TEMPO.CO , Raqqa: Para militan kelompok Negara Islam Irak dan Suriah (ISIS) menjarah barang-barang antik di Suriah dan menjualnya. Hasil penjualan benda-benda kuno itu menjadi salah satu sumber utama pendapatan ISIS, selain penjualan minyak dan uang tebusan sandera.
Setiap barang jarahan itu, yang banyak berumur 10.000 tahun, minimal seharga US$1 juta atau sekitar Rp 12,8 miliar.
Setiap milisi yang menjual barang-barang antik jarahan itu wajib membayar 20 persen dari hasil penjualannya sebagai pajak kepada ISIS.
Barang-barang antik itu dijarah ISIS, ketika mereka menghancurkan situs-situs bersejarah di kota tua di Suriah.
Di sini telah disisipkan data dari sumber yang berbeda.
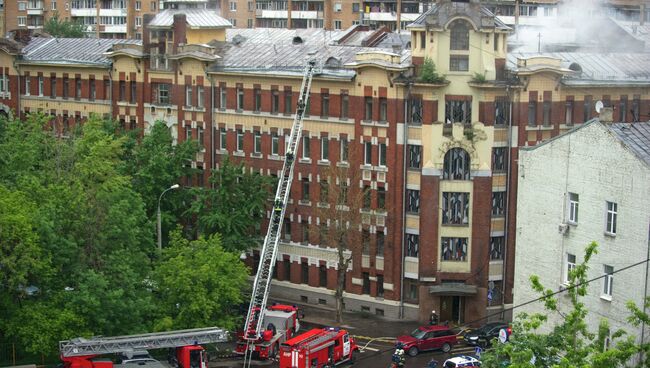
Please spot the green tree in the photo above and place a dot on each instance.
(429, 74)
(64, 28)
(198, 283)
(570, 344)
(234, 205)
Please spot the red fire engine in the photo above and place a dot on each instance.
(318, 348)
(281, 323)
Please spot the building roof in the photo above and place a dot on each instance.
(78, 51)
(285, 52)
(636, 136)
(595, 68)
(196, 18)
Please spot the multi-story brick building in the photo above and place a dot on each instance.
(438, 155)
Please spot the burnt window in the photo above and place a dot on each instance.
(455, 208)
(499, 159)
(415, 156)
(498, 203)
(412, 201)
(454, 249)
(457, 165)
(501, 110)
(458, 111)
(412, 245)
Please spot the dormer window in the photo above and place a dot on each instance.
(459, 35)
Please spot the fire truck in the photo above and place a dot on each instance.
(184, 345)
(320, 347)
(281, 323)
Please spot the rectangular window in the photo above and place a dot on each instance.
(223, 139)
(499, 159)
(345, 102)
(275, 101)
(199, 96)
(570, 266)
(568, 113)
(459, 63)
(532, 113)
(240, 98)
(457, 111)
(415, 156)
(288, 105)
(412, 201)
(454, 249)
(240, 140)
(573, 208)
(412, 245)
(367, 153)
(275, 144)
(383, 109)
(325, 105)
(324, 148)
(455, 208)
(258, 99)
(258, 142)
(344, 149)
(382, 154)
(188, 96)
(306, 147)
(496, 248)
(612, 213)
(368, 108)
(608, 280)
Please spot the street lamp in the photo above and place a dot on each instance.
(159, 227)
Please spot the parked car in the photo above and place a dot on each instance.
(483, 335)
(428, 338)
(464, 361)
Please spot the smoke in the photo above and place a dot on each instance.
(575, 25)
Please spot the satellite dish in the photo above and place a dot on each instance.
(599, 106)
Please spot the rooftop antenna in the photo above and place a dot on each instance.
(599, 106)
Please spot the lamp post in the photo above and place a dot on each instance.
(159, 226)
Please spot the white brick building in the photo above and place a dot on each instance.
(590, 184)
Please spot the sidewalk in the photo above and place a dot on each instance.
(358, 323)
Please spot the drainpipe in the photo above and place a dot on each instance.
(403, 230)
(504, 272)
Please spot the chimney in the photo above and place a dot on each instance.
(606, 115)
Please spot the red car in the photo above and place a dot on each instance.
(428, 338)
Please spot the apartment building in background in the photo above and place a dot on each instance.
(437, 159)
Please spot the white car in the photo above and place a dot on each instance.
(465, 361)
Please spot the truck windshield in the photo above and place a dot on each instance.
(418, 334)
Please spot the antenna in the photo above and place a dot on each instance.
(599, 106)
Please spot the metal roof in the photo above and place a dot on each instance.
(596, 67)
(196, 18)
(636, 136)
(83, 51)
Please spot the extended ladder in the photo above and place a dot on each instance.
(262, 282)
(103, 345)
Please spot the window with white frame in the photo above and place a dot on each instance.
(240, 140)
(573, 208)
(612, 213)
(570, 266)
(608, 280)
(324, 148)
(382, 154)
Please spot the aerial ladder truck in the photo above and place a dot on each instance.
(186, 344)
(253, 340)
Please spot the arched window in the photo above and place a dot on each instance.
(456, 165)
(459, 35)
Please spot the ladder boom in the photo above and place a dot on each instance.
(268, 254)
(103, 345)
Alasan penghancuran itu, karena benda-benda tersebut dianggap berhala.
Lantas siapa pembeli atau penadah barang-barang antik jarahan ISIS itu? Menurut penelusuran BBC, pembelinya adalah para kolektor benda seni di Eropa dan Teluk. Para kolektor mengoleksi benda-benda antik itu untuk museum-museum rahasia mereka.
Milisi ISIS menggunakan taksi untuk menyelundupkan barang-barang antik itu dari Suriah ke Libanon dan Turki. Sesampainya di sana, sudah ada pria yang menawarkan barang-barang kuno itu ke "dealer". Transaksi awalnya pun cukup canggih, yakni menggunakan Skype.
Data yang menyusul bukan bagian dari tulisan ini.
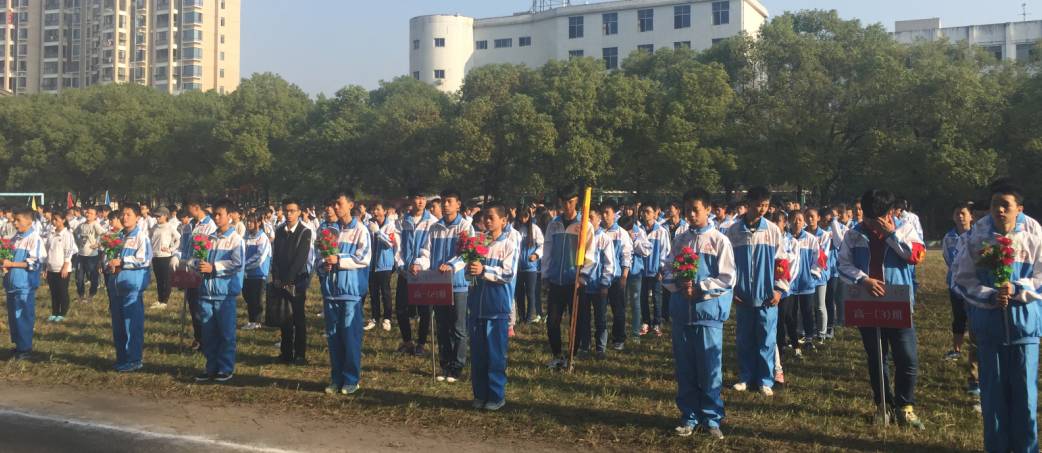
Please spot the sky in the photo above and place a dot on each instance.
(324, 45)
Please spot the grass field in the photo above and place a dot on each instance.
(622, 403)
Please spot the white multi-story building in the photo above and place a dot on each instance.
(1012, 41)
(444, 48)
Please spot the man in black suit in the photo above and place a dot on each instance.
(290, 272)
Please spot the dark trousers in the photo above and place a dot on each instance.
(452, 334)
(404, 311)
(617, 300)
(559, 298)
(162, 269)
(526, 296)
(252, 290)
(903, 346)
(294, 345)
(379, 294)
(788, 324)
(87, 271)
(59, 293)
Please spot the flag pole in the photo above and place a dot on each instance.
(579, 260)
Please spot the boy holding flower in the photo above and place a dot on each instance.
(998, 272)
(699, 272)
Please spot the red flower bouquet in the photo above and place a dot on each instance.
(201, 245)
(327, 243)
(473, 249)
(112, 244)
(997, 258)
(686, 265)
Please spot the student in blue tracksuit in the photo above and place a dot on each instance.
(559, 267)
(442, 246)
(659, 240)
(699, 307)
(345, 280)
(415, 226)
(257, 266)
(876, 253)
(758, 291)
(126, 279)
(490, 310)
(595, 277)
(623, 246)
(222, 282)
(21, 281)
(1005, 321)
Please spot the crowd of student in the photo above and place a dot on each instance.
(783, 266)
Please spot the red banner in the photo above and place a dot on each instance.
(891, 310)
(430, 287)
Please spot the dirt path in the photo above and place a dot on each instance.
(221, 427)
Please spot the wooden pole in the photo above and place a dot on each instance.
(579, 260)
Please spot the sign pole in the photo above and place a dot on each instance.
(579, 260)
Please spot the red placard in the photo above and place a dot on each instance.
(892, 310)
(430, 287)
Salah seorang penyelundup barang antik yang mengakuy bernama Mohammed membenarkan bahwa ISIS menghasilan uang dengan menjual barang-barang kuno, seperti anting-anting, cincin, patung-patung kecil dan kepala yang terbuat dari batu.
Benda-benda itu, kata pria 21 tahun itu, dijarah dari banyak museum di Suriah. Sebagian besar berasal dari dalam Kota Aleppo. Para kolektor seni di Teluk yang menadah barang-barang jarahan itu, kata dia, adalah kolektor asal Qatar dan Dubai.
Ahmed, perantara bisnis barang jarahan, mengaku baru menjual satu benda kuno senilai US$ 1,1 juta atau Rp 14 miliar. "Itu adalah kepingan benda berumur 8.500 tahun sebelum Masehi," katanya kepada BBC, Selasa, 17 Februari 2015.